HiveBrain v1.2.0
Get Started
← Back to all entries
patternpythonMinor

Portable Python CSV class

Submitted by: @import:stackexchange-codereview··
0
Viewed 0 times
csvclasspythonportable

Problem

I have been working on a project where I needed to analyze multiple, large datasets contained inside many CSV files at the same time. I am not a programmer but an engineer, so I did a lot of searching and reading. Python's stock CSV module provides the basic functionality, but I had a lot of trouble getting the methods to run quickly on 50k-500k rows since many strategies were simply appending. I had lots of problems getting what I wanted and I saw the same questions asked over and over again. I decided to spend some time and write a class that performed these functions and would be portable. If nothing else, myself and other people I work with could use it.

I would like some input on the class and any suggestions you may have. I am not a programmer and don't have any formal background so this has been a good OOP intro for me.

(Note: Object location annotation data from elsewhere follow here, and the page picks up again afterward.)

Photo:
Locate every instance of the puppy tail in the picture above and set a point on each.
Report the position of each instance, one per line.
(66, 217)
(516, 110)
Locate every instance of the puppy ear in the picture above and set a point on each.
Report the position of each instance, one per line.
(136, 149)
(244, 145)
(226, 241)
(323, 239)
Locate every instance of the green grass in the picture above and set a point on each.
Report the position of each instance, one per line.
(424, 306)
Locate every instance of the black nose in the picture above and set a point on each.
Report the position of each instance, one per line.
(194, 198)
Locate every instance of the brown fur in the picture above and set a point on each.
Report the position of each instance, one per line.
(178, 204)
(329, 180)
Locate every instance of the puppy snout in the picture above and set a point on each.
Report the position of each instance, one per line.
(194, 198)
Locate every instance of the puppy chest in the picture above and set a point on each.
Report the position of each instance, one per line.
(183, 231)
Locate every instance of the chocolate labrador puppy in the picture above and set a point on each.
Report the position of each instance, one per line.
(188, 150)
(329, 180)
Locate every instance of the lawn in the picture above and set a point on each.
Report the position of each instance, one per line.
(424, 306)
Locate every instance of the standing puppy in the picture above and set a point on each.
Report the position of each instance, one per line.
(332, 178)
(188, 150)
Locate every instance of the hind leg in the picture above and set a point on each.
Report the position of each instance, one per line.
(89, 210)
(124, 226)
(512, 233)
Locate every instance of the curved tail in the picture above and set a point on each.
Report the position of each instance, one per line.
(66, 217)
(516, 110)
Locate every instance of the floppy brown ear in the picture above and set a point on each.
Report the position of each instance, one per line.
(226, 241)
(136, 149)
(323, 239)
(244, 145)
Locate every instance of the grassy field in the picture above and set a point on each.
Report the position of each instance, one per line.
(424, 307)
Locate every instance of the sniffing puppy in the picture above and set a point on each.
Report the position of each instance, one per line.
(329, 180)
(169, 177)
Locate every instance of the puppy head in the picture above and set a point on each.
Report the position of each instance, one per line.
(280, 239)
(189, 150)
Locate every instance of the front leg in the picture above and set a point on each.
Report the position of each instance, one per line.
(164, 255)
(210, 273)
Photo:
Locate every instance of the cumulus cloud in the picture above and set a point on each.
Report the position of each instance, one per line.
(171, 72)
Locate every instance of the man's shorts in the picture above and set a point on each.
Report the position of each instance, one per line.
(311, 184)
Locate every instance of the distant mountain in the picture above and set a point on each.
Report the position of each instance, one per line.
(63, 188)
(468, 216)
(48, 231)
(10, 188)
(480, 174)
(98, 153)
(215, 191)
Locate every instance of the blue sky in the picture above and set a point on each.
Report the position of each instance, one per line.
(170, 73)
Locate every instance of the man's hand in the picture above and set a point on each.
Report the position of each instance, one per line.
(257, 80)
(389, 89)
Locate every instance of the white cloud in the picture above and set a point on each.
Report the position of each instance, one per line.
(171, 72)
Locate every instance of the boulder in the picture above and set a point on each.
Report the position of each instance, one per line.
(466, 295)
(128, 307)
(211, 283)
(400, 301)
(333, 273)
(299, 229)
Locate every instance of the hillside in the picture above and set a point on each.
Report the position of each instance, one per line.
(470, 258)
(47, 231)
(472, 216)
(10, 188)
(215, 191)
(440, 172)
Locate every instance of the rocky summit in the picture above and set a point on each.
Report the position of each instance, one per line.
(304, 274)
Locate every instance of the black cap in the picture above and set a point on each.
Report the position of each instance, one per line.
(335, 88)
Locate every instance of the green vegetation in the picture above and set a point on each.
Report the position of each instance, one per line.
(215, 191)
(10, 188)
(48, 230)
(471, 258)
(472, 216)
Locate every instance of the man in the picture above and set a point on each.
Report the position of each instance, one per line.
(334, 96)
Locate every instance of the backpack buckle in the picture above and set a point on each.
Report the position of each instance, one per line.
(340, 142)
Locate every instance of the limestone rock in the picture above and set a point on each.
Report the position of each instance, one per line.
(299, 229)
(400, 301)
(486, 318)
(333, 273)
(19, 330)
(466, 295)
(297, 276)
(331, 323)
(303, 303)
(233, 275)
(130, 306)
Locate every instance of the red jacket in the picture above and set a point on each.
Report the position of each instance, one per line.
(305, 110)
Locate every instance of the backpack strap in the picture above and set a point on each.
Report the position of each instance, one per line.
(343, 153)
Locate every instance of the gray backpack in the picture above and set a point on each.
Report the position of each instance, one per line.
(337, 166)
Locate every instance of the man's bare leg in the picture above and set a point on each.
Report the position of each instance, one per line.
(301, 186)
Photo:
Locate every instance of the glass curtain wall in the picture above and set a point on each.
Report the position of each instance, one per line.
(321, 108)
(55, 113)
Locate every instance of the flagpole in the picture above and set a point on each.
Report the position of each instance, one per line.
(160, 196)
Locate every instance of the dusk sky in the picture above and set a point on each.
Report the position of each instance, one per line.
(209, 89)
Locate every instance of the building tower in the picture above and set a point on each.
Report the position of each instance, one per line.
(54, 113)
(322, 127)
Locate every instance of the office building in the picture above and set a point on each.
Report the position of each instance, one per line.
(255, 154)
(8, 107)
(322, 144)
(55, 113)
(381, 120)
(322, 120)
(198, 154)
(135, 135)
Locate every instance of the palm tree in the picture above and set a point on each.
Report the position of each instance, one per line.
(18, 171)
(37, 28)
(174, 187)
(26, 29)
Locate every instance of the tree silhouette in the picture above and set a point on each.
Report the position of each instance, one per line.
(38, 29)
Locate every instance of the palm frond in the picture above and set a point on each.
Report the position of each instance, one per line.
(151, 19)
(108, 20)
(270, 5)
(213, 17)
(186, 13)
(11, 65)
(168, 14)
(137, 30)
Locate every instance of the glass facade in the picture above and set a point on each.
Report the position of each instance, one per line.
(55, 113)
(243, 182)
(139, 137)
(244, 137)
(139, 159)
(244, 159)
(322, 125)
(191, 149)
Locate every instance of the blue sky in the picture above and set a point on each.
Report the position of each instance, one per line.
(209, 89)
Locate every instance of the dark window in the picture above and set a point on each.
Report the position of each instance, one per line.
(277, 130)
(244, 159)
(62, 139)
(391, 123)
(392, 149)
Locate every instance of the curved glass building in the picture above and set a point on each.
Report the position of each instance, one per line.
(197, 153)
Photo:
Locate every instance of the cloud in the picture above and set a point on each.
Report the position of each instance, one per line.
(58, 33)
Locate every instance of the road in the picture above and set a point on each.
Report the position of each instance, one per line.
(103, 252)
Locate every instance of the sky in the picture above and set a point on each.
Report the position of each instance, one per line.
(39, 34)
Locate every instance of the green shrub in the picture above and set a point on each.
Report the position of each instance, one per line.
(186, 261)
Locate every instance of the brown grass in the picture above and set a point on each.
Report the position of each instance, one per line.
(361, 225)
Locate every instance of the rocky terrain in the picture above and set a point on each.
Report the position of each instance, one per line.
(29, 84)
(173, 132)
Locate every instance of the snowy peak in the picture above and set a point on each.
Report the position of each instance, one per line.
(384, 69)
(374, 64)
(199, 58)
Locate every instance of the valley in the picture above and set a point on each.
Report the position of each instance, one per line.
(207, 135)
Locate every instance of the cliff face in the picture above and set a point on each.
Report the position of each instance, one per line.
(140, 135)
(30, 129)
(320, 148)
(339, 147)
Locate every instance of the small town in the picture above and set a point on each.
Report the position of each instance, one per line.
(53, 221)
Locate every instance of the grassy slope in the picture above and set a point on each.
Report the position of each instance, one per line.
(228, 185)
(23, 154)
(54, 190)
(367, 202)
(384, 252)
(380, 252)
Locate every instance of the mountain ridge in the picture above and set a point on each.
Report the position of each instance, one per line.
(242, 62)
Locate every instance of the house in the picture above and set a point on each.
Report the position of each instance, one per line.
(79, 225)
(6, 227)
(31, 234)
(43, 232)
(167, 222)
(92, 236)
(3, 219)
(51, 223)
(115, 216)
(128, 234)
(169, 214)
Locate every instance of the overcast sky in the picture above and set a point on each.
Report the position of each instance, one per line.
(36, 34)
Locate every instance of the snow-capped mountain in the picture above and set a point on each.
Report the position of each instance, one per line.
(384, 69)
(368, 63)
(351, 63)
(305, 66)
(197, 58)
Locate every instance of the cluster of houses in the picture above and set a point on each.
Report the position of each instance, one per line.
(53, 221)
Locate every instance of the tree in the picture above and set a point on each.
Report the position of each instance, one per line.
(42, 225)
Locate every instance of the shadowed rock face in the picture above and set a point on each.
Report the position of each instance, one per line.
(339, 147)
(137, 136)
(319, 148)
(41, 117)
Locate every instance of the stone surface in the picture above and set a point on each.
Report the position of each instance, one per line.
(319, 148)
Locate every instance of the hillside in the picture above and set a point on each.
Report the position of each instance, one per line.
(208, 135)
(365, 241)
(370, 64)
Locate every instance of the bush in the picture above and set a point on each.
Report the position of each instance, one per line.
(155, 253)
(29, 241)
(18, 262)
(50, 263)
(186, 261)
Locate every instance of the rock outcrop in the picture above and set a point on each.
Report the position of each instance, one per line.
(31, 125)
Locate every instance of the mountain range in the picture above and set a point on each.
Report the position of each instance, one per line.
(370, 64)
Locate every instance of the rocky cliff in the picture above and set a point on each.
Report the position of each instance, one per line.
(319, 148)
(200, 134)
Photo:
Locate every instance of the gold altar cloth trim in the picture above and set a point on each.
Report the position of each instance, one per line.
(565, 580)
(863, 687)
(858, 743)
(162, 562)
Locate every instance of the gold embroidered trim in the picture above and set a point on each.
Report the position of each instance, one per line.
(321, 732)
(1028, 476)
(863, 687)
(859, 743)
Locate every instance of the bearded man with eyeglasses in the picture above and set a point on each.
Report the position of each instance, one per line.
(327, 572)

The end result is in two lines you can read all CSV files in a folder into memory as either pure Python lists or, as lists of NumPy arrays. I have tested it in many scenarios and hopefully found most of the bugs. I'd like to think this is good enough that other people can just copy and paste into their code and move on to the more important stuff. I am open to all critiques and suggestions. Is this something you could use? If not, why?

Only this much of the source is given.